Should we so readily and passively accept this alternate- reality?
I caught this on substack this week—a thoughtful, heartfelt analysis of the GenZ’s profound loneliness, relational disconnect, and isolation. It deserves our attention and feeds my unrest. Let us be warned.
Do not succumb to a passive embrace of AI, refrain from lazily allowing AI to churn out your research papers or to craft your poems, to parody your musical talent or to be your best friend.
AI unchecked will suck the heart and soul and grit out of real, true, life.
I believe our view of reality deeply influences our understanding of God and the gospel, or more accurately, our view of God and the gospel is meant to deeply influence our understanding and perception of reality
For this reason, we cannot cave into the cultural fable that it is okay to be biblically illiterate … but I digress.

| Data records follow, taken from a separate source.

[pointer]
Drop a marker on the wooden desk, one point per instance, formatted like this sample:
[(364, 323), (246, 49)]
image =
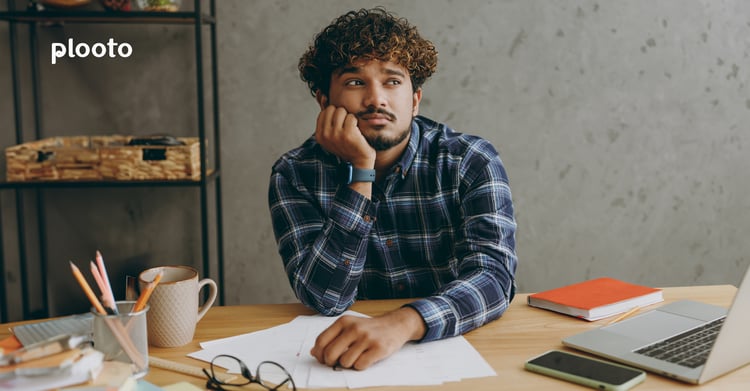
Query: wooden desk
[(506, 344)]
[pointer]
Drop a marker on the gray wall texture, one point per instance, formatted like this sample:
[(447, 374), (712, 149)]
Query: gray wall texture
[(623, 127)]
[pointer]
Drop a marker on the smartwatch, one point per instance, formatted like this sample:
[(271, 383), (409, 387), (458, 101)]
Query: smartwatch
[(349, 174)]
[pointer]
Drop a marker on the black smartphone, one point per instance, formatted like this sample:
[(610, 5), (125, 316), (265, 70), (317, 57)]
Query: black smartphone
[(586, 371)]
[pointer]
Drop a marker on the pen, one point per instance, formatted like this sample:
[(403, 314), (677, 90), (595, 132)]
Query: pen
[(143, 298), (109, 297), (625, 315), (117, 328), (108, 305), (87, 289)]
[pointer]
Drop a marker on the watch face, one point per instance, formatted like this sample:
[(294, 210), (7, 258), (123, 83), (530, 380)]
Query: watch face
[(345, 171)]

In tangible, tactile ways real true life is the ultimate immersive experience, it taps all of our senses. The Creator who spoke the universe into existence—the One whose breath gives us life, who took on real flesh, who died and now lives, knows us, loves us, is with us through thick and thin.
Missiology from the Borderlands involves an attentive readiness, especially in the so-called Happiest Place on Earth. On this late night in August, this real-life-immersive-experience includes a delayed flight and hours of waiting alongside the many not-so-happy-Disney-weary children.
I wish, I wish upon a star that Disney designed airports.